Ferdinand Berthold war Schüler an der Dresdener Akademie, wo er unter Franz Gerhard von Kügelgen studierte. Eine frühzeitige Krankheit fesselte den Künstler beständig an sein Zimmer, so dass er in erster Linie Autodidakt war und es nur sehr wenige Arbeiten von ihm gibt. Sein Hauptwerk ist zweifelsohne der Graphikzyklus Der Sonntag, der in Anlehnung an die Faustillustrationen von Peter Cornelius entstanden ist und zu dem der Dichter und Altertumsforscher Ludwig Bechstein (1801–1860) erklärende Lieder verfasste. Andresen beschrieb die Folge 1866 ganz im Vokabular des 19. Jahrhunderts als „reiche, schöne und edle Darstellungen aus dem Sonntagsleben einer wohlhabenden, bürgerlichen Familie vom frühen Kirchengang bis zum Abendsegen, im Stil des 16. Jahrhunderts, ebenso wahr charakterisiert als warm, lebendig und poetisch aufgefasst“ (Die Deutschen Maler-Radirer des neunzehnten Jahrhunderts nach ihren Leben und Werken, Leipzig 1866; Bd. I, S. 61f).

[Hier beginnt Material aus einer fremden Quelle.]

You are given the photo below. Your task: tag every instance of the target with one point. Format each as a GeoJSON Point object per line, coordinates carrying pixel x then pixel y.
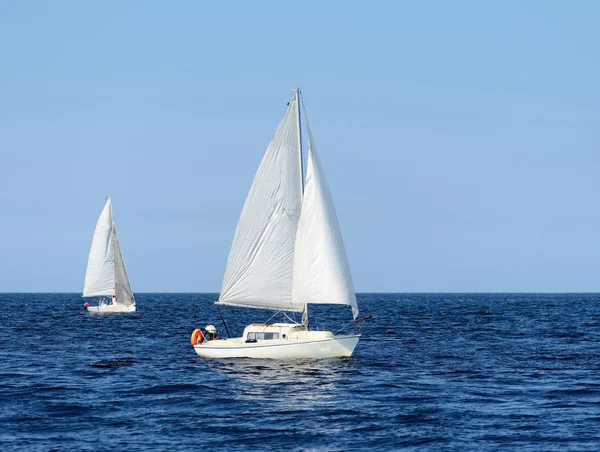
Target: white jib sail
{"type": "Point", "coordinates": [321, 270]}
{"type": "Point", "coordinates": [106, 273]}
{"type": "Point", "coordinates": [100, 275]}
{"type": "Point", "coordinates": [122, 285]}
{"type": "Point", "coordinates": [260, 265]}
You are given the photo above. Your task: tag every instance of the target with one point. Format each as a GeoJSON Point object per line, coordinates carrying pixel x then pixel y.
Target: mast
{"type": "Point", "coordinates": [301, 166]}
{"type": "Point", "coordinates": [113, 232]}
{"type": "Point", "coordinates": [297, 91]}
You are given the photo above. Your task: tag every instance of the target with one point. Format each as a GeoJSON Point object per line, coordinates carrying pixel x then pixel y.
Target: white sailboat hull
{"type": "Point", "coordinates": [334, 347]}
{"type": "Point", "coordinates": [107, 309]}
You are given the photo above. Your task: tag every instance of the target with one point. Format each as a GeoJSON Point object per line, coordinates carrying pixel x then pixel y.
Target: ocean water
{"type": "Point", "coordinates": [432, 372]}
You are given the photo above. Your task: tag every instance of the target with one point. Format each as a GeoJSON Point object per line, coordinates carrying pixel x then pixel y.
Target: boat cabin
{"type": "Point", "coordinates": [258, 332]}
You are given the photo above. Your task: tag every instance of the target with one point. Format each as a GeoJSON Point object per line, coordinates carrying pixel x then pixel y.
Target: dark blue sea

Unbestritten handelt es sich um ein druckgraphisches Meisterwerk der deutschen Frühromantik. Die einzelnen Darstellungen bestechen durch eine bemerkenswerte Detailfreude und durch ihre feinsinnige Beobachtungsgabe für das menschliche, erzä hlerische Detail, so dass sich der Betrachter buchstäblich in das Alltagsleben der Lutherzeit zurückversetzt fühlt. Vielleicht hat die durch Krankheit auferlegte innere Immigration den Sinn des Künstlers für das Leben draußen und für menschliche Begebenheiten geschärft. Man folgt der wohlhabenden Bürgerfamilie auf Schritt und Tritt. Auf jedem einzelnen Blatt sieht man die Hauptprotagonisten mit ihrer umfangreichen Kinderschar in unterschiedlichen, realistisch geschilderten Lebenssituationen: vom Kirchenbesuch und andächtigen Zuhören der Predigt bis zur Zerstreuung im Freien, dem Sonntagsbesuch bei einer befreundeten Familie und schließlich dem Abendgebet im häuslichen Kreis. Berthold schildert verklärend eine harmonische, gottesfürchtige und friedliche Welt und thematisiert auf diese Weise die romantische Sehnsucht nach einer längst verflossenen Epoche. Sehr trefflich und humorvoll ist das unschuldige, fröhliche Treiben der Kinder dargestellt, ihr unbekümmertes Agieren verleiht der anmutigen Folge einen ganz besonderen Reiz.

Prachtvolle, herrlich klare und kräftige Drucke mit Rand, wohl auf dem vollen Bogen. Ganz vereinzelt schwach stockfleckig, sonst in vollkommener und unberührter Erhaltung. Jeweils auf einen Untersatzkarton montiert, dort alt bez. „Ferdinand Berthold“. Provenienz: Sammlung Fürst zu Fürstenberg, Donaueschingen; C. G. Boerner, Düsseldorf, Neue Lagerliste Nr. 85, 1986, Nr. 88.